We report the clinicopathological and immunohistochemical findings of an incidentally discovered AT of the right adrenal gland in a 29-year-old man.

Material and methods

The resected adrenal gland with tumour was fixed in a 10% buffered formaldehyde solution. Representative sections of the tumour were embedded in paraffin. Tissue samples were cut into approximately 4 mm thick sections by microtome, placed on glass slides and stained with haematoxylin end eosin for histopathological examination. Additional sections were made for immunohistochemical analysis (for details see Table I).
Proliferative activity of the tumour was determined using immunohistochemical staining for nuclear protein MIB-1 (Ki-67). The proliferative activity rate (MIB-index) was calculated as a percentage of nuclei positive for MIB-1 in five areas of 100 cells each.
Clinical data were obtained from the patient’s files in the Endocrinology and Surgery Departments.


Clinical and macroscopic findings

A 29-year-old male was admitted to the hospital with the diagnosis of inguinal hernia. The pre-operative imaging procedures revealed a well circumscribed, mostly solid, 4 mm tumour of the right adrenal gland. The right adrenal gland with the tumour was removed.
The material sent for the histological examination weighted 34 g and consisted of fatty tissue and enlarged adrenal gland.

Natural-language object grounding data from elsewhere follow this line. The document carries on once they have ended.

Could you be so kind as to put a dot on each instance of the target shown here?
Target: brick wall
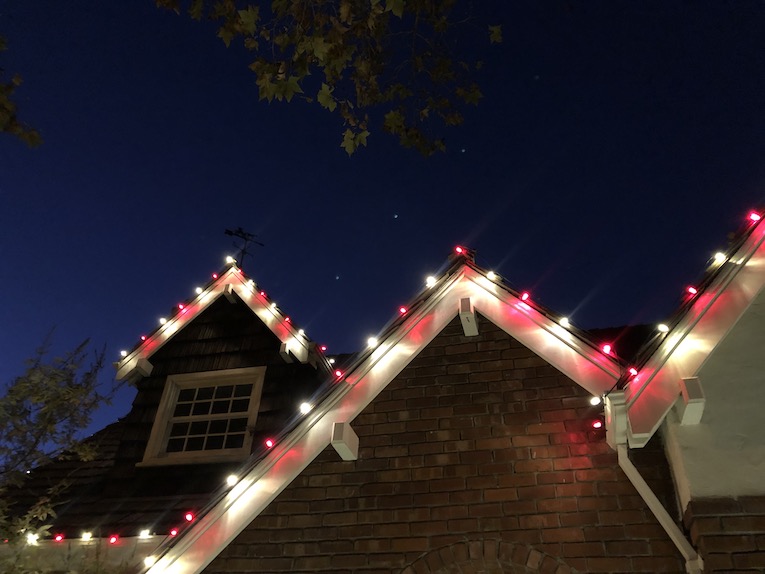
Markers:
(478, 457)
(729, 533)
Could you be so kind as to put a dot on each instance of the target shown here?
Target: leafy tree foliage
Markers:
(42, 413)
(355, 58)
(9, 121)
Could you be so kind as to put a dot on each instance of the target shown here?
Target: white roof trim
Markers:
(686, 347)
(596, 372)
(233, 278)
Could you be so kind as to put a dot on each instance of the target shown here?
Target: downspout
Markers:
(616, 436)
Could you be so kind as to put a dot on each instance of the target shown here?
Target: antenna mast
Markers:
(247, 238)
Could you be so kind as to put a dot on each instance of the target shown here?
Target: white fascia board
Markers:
(297, 344)
(686, 347)
(214, 531)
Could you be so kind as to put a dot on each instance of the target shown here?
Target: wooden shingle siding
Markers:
(479, 444)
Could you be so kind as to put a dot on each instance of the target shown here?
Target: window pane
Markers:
(183, 410)
(220, 407)
(195, 443)
(237, 425)
(218, 427)
(243, 391)
(214, 442)
(201, 408)
(179, 429)
(199, 427)
(240, 405)
(234, 441)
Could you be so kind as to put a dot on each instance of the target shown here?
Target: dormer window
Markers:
(206, 417)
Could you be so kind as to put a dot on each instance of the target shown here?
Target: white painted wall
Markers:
(724, 455)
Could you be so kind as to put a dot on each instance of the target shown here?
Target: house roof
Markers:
(475, 294)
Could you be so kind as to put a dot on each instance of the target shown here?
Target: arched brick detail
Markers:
(487, 557)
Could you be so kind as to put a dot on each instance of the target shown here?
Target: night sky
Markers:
(617, 145)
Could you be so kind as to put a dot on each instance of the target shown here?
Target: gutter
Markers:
(616, 427)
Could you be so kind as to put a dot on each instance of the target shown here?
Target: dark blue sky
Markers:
(616, 146)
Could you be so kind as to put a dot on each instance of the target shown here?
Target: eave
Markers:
(572, 355)
(232, 281)
(710, 316)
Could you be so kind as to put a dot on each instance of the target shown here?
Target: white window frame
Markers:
(156, 449)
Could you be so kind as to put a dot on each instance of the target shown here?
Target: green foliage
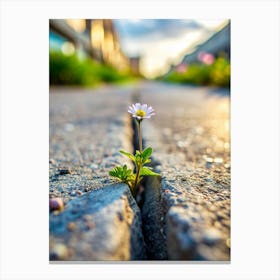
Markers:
(216, 74)
(139, 159)
(123, 173)
(70, 70)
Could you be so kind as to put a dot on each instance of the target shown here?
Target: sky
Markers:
(162, 42)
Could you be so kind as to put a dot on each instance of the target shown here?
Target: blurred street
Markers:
(190, 138)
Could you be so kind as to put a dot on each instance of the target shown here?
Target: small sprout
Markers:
(139, 112)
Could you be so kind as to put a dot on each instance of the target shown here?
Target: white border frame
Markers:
(255, 138)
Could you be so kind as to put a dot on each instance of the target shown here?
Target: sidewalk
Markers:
(185, 216)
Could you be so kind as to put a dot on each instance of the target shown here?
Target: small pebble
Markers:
(211, 236)
(78, 192)
(56, 204)
(69, 127)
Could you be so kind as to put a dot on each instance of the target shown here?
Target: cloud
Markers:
(161, 42)
(155, 28)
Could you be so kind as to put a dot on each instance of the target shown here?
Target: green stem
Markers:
(139, 135)
(137, 178)
(138, 167)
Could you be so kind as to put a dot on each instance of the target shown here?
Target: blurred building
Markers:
(134, 65)
(96, 38)
(217, 45)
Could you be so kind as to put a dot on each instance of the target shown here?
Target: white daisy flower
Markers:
(141, 111)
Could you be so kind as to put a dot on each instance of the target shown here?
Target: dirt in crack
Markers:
(148, 199)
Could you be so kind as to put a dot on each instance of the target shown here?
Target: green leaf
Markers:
(147, 153)
(145, 171)
(129, 155)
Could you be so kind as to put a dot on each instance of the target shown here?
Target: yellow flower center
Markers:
(140, 113)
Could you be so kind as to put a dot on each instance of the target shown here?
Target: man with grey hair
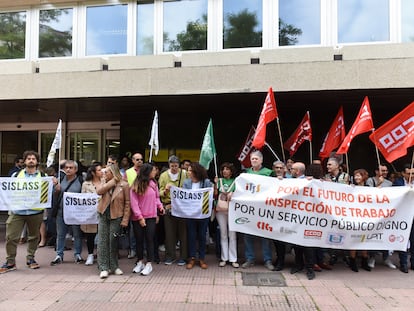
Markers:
(175, 227)
(69, 183)
(256, 160)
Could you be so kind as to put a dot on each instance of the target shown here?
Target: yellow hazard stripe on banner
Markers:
(206, 201)
(44, 191)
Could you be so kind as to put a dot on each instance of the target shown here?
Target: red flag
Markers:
(269, 113)
(363, 123)
(335, 135)
(302, 133)
(395, 136)
(247, 148)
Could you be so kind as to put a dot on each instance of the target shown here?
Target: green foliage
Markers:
(288, 33)
(240, 32)
(194, 38)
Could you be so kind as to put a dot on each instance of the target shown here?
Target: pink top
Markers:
(145, 206)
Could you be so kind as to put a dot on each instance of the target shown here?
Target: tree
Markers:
(288, 33)
(240, 31)
(193, 38)
(51, 42)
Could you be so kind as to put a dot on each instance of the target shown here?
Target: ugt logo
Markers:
(252, 187)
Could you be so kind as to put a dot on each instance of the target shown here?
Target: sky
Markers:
(358, 20)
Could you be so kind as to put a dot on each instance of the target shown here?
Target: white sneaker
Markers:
(389, 263)
(138, 268)
(103, 274)
(371, 262)
(89, 260)
(147, 270)
(118, 271)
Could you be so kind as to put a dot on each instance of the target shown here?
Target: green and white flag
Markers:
(208, 149)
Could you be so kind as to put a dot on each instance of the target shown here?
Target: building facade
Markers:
(104, 67)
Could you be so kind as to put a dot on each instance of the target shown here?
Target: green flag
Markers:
(208, 149)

On cross-sections a mass 4 cm in the biggest dimension arising from not-widened 3.5 cm long adrenal gland was seen (Fig. 1). The tumour was solid and well circumscribed. Its cut surface was smooth, greyish-white and partly yellow without haemorrhage or necrosis.

Histological findings

The histological examination revealed an unencapsulated tumour consisting of a mixture of different patterns: gland-like spaces of various size, irregular outline and focal cystic dilation and solid nests of cells set in a fibrous stroma (Fig. 2). The tumour structures were seen between nests of residual adrenocortical cells (Fig. 3). A discontinuous rim of compressed adrenal cortex was focally present around the tumour. Cells lining these irregular channels and tubular structures were mostly flattened resembling endothelial cells (Fig. 2). Some of them were plump with epithelioid features and abundant cytoplasm. Small groups of cells with the appearance of so-called signet-ring cells with round, intracytoplasmic vacuoles were also seen (Fig. 3). Nuclei were vesicular, occasionally with small nucleolus. None of the cells exhibited atypia or pleomorphism. Mitotic figures and necrosis were absent. Small lymphoid aggregates and foci of lipomatous metaplasia were focally present within the tumour (Fig. 4). The adrenal medulla had typical histological structure without evidence of the tumour cells. Mucicarmin stain did not reveal any presence of mucin within signet-ring like cells or in tumour channels. An immunohistochemical examination showed that the tumour cells exhibited strong expression of cytokeratin AE1/AE3, CK7, calretinin (Fig. 5), D2-40 (Fig. 5) and vimentin (Fig. 5). Focal expression of cytokeratin CK5/CK6 was observed. Tumour cells did not express any vascular markers like: CD31, CD34 and Factor VIII or epithelial marker CK20. Proliferating activity measured by expression of proliferative marker Ki-67 (MIB-index) did not exceed 1% of cells.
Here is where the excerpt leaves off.